Não digo sobre o fato de ter pedido para cuidar do irmão, não é isso, é o fato de não se importar comigo, com a gente.

O que aconteceu foi o desgaste, não dá apenas pra um querer, um fazer dá certo. O nosso noivado parecia um grande enfeite na minha vida. Estava ali, mas não servia para nada.

Sentia vontade de ver o progresso dele. A minha curiosidade era maior e não me contive, o Heitor tinha aceitado sair um pouco de casa e pegar um pouco de ar fresco e sol. O Elder estava com ele, eles conversavam e isso era muito bom. O Heitor é muito fechado, fala realmente só o necessário.

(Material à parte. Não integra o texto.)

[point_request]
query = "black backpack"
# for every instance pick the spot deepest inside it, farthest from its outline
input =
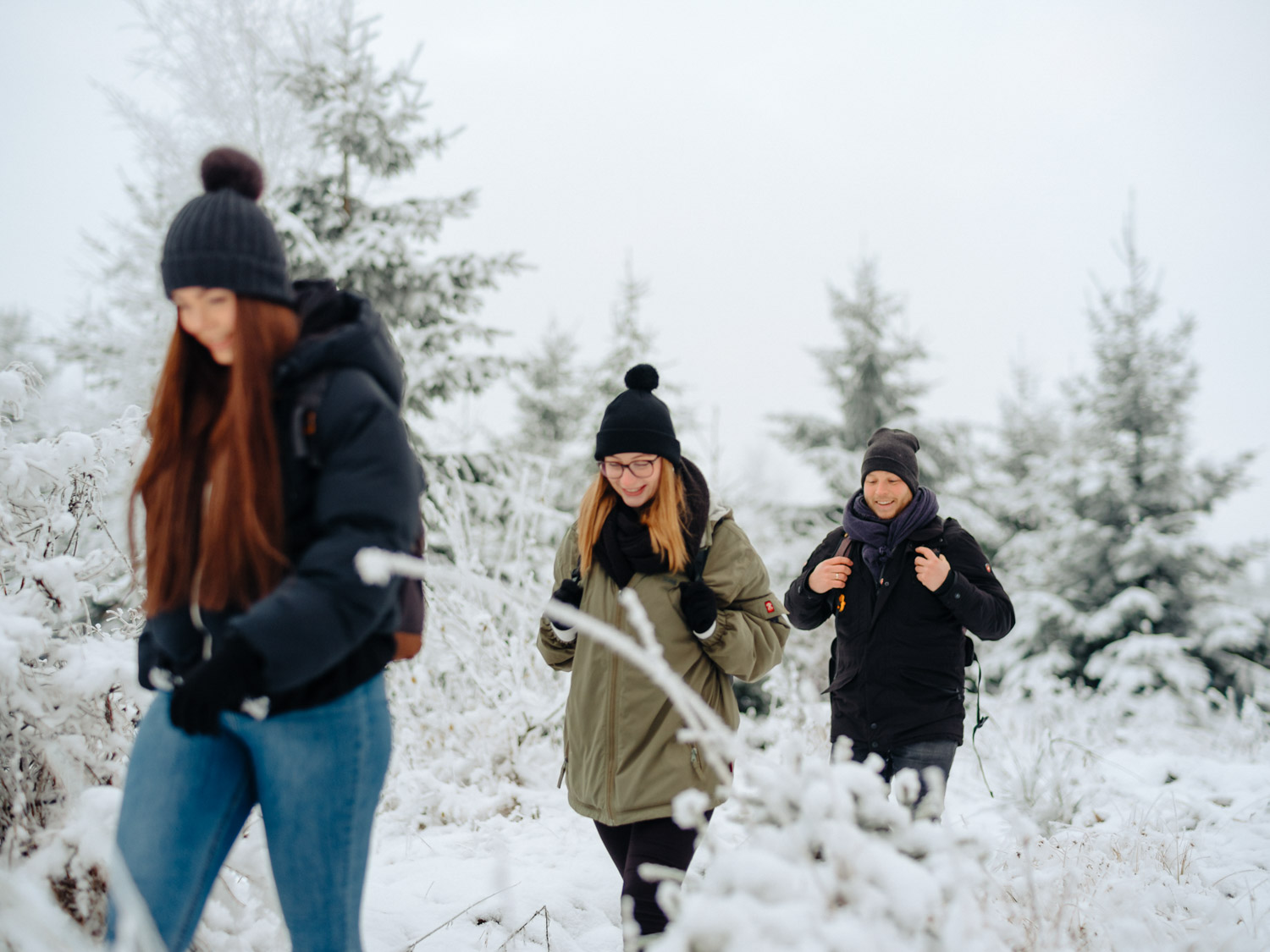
(411, 602)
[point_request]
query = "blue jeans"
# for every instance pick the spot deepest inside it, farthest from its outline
(317, 774)
(917, 756)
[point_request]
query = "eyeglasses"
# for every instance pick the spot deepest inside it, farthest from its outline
(639, 469)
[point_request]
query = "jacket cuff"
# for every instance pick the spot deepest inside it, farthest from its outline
(564, 635)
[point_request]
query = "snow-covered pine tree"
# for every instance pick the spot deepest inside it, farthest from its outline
(870, 375)
(367, 132)
(1113, 581)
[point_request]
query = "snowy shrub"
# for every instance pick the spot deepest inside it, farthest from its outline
(828, 862)
(66, 669)
(479, 698)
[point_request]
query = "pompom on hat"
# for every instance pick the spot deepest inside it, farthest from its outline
(637, 421)
(224, 239)
(892, 451)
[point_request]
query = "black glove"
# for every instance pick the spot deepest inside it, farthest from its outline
(220, 683)
(698, 607)
(569, 593)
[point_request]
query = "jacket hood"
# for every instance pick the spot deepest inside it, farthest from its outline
(340, 329)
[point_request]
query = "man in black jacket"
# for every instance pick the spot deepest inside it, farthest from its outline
(916, 584)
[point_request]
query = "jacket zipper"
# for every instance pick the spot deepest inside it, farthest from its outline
(611, 761)
(566, 764)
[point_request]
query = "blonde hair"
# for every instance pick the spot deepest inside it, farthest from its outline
(665, 515)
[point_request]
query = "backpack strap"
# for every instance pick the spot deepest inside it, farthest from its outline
(843, 546)
(698, 564)
(304, 419)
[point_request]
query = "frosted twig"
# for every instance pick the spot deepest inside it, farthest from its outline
(408, 947)
(546, 928)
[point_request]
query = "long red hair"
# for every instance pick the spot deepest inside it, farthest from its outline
(213, 434)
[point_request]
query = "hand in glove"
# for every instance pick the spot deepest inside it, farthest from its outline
(220, 683)
(569, 593)
(698, 606)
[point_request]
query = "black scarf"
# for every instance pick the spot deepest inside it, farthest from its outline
(625, 546)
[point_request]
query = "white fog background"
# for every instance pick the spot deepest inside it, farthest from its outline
(746, 155)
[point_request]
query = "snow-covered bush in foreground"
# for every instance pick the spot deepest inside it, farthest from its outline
(470, 705)
(66, 675)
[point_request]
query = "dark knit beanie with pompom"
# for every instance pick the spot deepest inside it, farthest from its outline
(637, 421)
(223, 239)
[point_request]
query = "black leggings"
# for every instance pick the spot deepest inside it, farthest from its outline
(660, 842)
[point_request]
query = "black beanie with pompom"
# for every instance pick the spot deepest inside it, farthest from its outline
(223, 239)
(637, 421)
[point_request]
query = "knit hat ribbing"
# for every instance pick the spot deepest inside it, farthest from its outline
(223, 239)
(892, 451)
(637, 421)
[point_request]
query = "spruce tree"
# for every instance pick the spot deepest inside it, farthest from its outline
(870, 375)
(1115, 581)
(367, 129)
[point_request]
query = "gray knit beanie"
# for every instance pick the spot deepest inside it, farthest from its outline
(892, 451)
(223, 239)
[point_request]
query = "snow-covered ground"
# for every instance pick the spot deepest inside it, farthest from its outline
(1107, 827)
(1113, 823)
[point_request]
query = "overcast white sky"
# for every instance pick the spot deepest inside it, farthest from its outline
(747, 154)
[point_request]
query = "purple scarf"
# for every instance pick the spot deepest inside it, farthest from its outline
(881, 537)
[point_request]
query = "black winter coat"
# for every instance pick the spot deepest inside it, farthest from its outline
(897, 669)
(323, 631)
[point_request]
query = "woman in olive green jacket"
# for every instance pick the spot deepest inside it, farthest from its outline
(642, 526)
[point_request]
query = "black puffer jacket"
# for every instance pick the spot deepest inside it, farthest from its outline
(898, 667)
(323, 631)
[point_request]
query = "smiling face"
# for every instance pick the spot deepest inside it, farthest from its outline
(634, 476)
(208, 315)
(886, 494)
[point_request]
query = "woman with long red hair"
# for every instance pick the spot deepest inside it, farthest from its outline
(277, 452)
(648, 525)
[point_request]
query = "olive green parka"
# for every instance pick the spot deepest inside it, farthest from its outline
(624, 762)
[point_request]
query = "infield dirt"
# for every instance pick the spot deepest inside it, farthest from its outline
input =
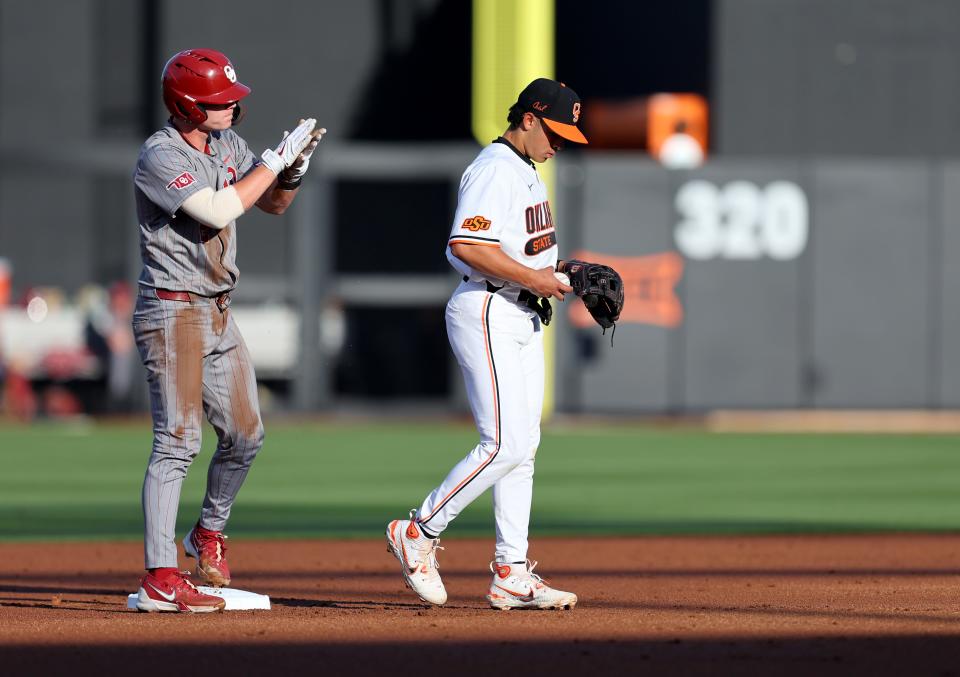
(798, 605)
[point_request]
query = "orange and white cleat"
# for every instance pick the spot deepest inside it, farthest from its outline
(515, 586)
(209, 548)
(418, 559)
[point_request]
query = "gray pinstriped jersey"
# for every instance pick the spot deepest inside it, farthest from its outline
(179, 253)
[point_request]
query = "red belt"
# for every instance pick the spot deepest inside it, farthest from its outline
(173, 295)
(222, 300)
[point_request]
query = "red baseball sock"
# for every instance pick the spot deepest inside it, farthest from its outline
(202, 531)
(164, 574)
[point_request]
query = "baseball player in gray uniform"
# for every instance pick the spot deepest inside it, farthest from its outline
(194, 177)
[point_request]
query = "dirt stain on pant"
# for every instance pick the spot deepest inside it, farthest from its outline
(188, 351)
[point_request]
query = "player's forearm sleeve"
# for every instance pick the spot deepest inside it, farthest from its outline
(215, 209)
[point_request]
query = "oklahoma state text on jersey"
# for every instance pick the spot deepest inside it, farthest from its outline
(503, 203)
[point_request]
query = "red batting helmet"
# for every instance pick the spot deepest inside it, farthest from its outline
(198, 76)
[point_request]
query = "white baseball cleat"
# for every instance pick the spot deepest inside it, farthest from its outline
(515, 586)
(418, 559)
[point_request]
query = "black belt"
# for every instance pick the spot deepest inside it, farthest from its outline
(540, 306)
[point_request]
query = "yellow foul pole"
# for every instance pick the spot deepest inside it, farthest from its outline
(513, 44)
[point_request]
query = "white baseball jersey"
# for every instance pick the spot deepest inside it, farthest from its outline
(503, 203)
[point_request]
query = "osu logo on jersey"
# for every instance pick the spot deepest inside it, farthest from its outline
(181, 181)
(476, 223)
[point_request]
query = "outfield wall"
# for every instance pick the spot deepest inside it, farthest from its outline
(819, 283)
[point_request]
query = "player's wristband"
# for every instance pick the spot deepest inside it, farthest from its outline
(284, 184)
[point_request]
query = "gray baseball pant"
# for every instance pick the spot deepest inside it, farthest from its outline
(194, 355)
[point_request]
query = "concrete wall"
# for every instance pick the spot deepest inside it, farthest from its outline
(862, 316)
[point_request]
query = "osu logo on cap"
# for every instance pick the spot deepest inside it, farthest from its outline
(476, 223)
(181, 181)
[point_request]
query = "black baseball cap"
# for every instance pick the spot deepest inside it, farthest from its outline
(556, 104)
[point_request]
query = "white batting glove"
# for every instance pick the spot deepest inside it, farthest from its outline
(290, 147)
(294, 173)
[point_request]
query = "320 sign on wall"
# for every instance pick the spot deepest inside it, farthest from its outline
(741, 220)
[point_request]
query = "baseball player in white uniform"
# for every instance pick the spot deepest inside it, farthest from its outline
(193, 179)
(503, 242)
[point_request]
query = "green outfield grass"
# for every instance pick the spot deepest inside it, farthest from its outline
(347, 480)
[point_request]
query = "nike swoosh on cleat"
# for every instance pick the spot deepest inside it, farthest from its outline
(523, 598)
(167, 597)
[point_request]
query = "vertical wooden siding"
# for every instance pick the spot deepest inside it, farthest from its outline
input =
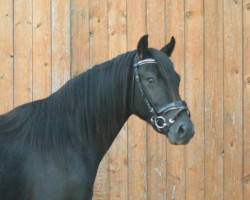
(42, 45)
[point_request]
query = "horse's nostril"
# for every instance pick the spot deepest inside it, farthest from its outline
(181, 131)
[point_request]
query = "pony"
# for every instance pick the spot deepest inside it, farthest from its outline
(50, 149)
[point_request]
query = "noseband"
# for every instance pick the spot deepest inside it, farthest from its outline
(157, 120)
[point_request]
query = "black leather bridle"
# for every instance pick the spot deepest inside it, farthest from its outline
(157, 120)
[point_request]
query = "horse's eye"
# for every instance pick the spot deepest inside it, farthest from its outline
(150, 80)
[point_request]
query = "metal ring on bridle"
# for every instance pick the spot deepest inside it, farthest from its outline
(160, 122)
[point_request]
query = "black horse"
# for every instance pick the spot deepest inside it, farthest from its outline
(50, 149)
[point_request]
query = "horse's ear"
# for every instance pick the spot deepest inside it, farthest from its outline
(142, 47)
(168, 49)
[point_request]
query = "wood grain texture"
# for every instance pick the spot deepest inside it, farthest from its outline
(214, 153)
(22, 51)
(194, 95)
(60, 43)
(176, 154)
(246, 108)
(6, 56)
(118, 171)
(156, 143)
(98, 21)
(80, 36)
(137, 144)
(41, 49)
(233, 99)
(45, 43)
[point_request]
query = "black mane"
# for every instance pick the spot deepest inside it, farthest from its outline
(85, 105)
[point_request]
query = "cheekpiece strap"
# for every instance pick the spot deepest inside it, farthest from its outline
(145, 61)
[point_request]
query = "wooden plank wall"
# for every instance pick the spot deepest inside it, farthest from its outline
(45, 43)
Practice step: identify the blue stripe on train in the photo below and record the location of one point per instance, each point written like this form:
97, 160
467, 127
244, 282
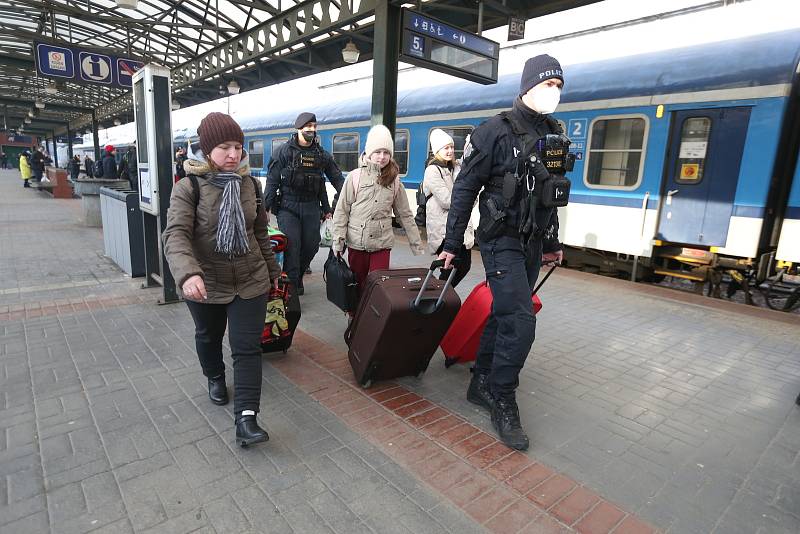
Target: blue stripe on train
754, 212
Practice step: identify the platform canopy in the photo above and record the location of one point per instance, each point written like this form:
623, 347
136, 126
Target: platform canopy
209, 45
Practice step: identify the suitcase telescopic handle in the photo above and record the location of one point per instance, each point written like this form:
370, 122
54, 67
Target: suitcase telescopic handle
438, 264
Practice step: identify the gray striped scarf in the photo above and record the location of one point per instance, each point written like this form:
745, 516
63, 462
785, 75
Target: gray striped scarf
231, 228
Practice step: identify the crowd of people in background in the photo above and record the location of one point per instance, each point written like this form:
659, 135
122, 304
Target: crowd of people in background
218, 247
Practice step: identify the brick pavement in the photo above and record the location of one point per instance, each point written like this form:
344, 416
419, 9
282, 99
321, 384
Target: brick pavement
639, 403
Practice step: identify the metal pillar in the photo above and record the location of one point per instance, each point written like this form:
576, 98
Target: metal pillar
152, 117
95, 136
385, 51
69, 143
55, 149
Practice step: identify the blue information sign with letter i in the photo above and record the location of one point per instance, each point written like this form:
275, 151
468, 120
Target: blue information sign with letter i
95, 67
84, 66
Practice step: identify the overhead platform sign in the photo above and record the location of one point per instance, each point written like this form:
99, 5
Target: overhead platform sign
430, 43
80, 65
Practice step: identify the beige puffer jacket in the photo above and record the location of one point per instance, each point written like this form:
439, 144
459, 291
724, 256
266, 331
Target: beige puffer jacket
363, 221
438, 183
191, 236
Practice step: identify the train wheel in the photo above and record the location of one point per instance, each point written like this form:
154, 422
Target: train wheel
781, 296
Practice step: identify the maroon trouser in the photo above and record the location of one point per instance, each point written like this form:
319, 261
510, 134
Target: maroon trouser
363, 262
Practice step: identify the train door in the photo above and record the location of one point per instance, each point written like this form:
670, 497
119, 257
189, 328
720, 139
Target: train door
702, 172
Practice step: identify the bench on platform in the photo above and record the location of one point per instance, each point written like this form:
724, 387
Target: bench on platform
57, 185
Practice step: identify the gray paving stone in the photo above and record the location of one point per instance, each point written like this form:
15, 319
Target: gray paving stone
657, 405
303, 518
225, 516
260, 512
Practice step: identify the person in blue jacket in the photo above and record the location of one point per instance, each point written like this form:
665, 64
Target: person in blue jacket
296, 193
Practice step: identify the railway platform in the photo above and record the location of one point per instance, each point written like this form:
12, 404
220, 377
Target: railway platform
649, 410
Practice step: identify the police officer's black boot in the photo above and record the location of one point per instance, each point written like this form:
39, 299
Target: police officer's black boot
478, 391
217, 391
247, 430
505, 419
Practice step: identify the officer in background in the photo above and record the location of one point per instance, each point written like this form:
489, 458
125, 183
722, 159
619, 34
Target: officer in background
515, 239
296, 193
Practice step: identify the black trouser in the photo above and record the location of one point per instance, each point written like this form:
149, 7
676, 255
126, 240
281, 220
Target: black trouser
300, 222
511, 328
245, 320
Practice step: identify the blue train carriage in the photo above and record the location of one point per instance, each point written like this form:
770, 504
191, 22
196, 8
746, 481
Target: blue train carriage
683, 155
677, 151
788, 252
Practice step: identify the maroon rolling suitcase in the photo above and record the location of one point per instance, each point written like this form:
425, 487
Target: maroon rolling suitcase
400, 321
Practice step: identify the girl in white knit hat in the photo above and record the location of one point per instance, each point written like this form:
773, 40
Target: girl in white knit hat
437, 184
362, 221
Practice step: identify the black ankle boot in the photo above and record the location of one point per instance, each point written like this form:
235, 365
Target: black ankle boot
505, 419
248, 432
217, 391
478, 391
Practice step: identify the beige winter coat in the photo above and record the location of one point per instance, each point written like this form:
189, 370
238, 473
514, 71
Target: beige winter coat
191, 235
363, 220
438, 183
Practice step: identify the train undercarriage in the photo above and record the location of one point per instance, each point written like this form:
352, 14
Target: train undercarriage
757, 281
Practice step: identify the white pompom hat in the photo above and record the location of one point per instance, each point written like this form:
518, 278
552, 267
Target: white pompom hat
439, 140
379, 137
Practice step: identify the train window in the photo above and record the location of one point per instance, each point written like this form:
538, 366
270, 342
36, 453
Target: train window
345, 151
692, 155
278, 141
459, 135
256, 153
616, 147
401, 150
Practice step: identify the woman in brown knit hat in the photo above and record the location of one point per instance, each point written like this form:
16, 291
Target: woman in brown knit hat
218, 249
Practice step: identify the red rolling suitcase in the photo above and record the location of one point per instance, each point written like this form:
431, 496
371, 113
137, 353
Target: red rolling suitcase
399, 323
460, 343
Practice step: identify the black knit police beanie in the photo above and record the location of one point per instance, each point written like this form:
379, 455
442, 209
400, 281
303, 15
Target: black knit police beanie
538, 69
217, 128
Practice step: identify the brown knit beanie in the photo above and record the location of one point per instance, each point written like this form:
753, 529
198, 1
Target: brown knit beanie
215, 129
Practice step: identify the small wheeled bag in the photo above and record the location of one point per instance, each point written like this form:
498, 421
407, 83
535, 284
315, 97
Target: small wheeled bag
340, 283
400, 321
283, 316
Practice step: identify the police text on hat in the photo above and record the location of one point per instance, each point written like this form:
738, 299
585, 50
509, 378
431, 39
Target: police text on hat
538, 69
303, 119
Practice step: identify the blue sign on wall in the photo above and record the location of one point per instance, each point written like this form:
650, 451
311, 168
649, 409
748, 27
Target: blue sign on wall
443, 32
432, 44
85, 66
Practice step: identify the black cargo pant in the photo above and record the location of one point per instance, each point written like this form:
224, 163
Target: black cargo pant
245, 321
511, 328
300, 221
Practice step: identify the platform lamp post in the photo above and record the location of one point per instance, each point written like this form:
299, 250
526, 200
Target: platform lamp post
153, 123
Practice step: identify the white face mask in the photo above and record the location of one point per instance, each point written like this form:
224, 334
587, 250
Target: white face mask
545, 99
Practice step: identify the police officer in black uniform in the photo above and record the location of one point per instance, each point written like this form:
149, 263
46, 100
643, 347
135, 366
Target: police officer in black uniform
296, 193
516, 232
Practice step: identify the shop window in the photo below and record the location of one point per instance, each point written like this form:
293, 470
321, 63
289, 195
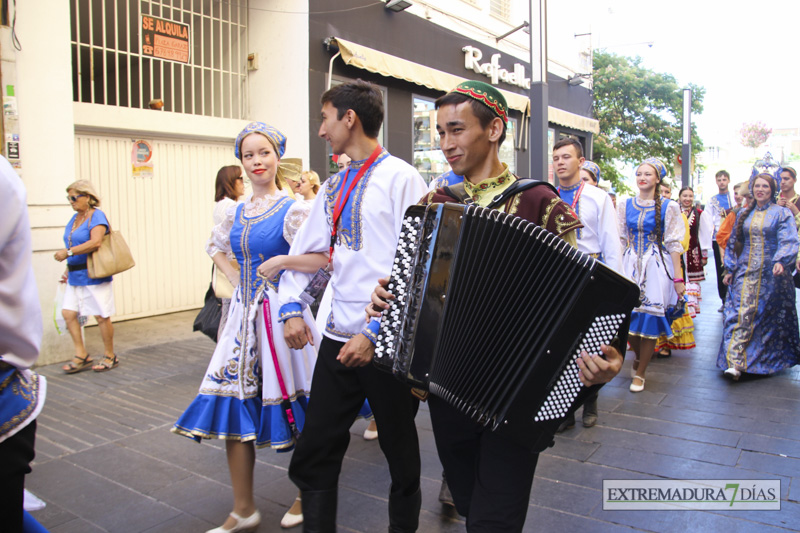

— Oi, rapazes. — me aproximei com a bandeja e ofereci suco aos dois. Eles pegaram e me agradeceram.

— Daqui a pouco é melhor você entrar, o dia hoje está muito quente.

Eu falei e notei o calor que fazia ali fora.

— Tem razão. — o Elder falou e ainda elogiou o suco.

— Vamos entrar.

Eu e o Elder vínhamos atrás dele. Aproveitei para conversar um pouco com ele.

— Ele está melhorando, não é?

Ele sorriu e balançou a cabeça.

— Está. Ele é muito forte e tem muita força de vontade. Nunca vi um paciente como ele.

Eu fiquei feliz em ouvir isso. O Heitor merecia ficar bem, ele é um bom homem.

Quando entramos em casa o Daren estava na minha sala nos esperando.

— Bom dia.

Me abraçou e quando foi tentar falar com o Heitor, ele virou as costas e saiu. Deixou o pai sem graça. O Daren teria que provar o seu amor agora.

— Esse é o Elder, o enfermeiro que cuida dele.

Apresentei rápido pra cortar o clima que ficou. O Daren pediu pra falar com ele e os deixei na sala, ele queria saber o quadro do filho.

— Fiquem a vontade.

Fui direto para o quarto do Heitor.

Bati na porta e assim que ele me permitiu, entrei.

— O seu pai ainda está lá embaixo.

Falei na tentativa dele pensar melhor e reconsiderar falar com o pai.

— Ele nem deveria ter vindo.

Continuou de costas pra mim.

— O Daren só veio por pena. Ele nunca foi capaz de me amar. É um péssimo pai. Nem disso ele pode ser chamado.

Parei perto dele e coloquei as minhas mãos em seus ombros. O Heitor jogou a cabeça pra trás e apoiou na minha barriga.

— Mas agora ele está aqui por você. Ele te ama. Quer aproveitar o tempo que tem com você. Não negue isso a ele, Heitor. Não pague na mesma moeda, tenta perdoá-lo.

Podia ouvir a respiração funda dele. O Heitor limpou umas lágrimas e deixei um beijo na sua testa.

No fundo, ele é um homem grande que apenas tem medo e precisa de colo e carinho. Nem posso imaginar o que ele passou sozinho.

— Não consigo. Acho que não sei perdoá-lo na mesma dimensão que não sei amar.

Depois que ouvi isso foi um baque no meu coração. O abracei bem apertado. Era tudo que eu podia fazer por ele agora.

— Você consegue. Mas precisa tentar.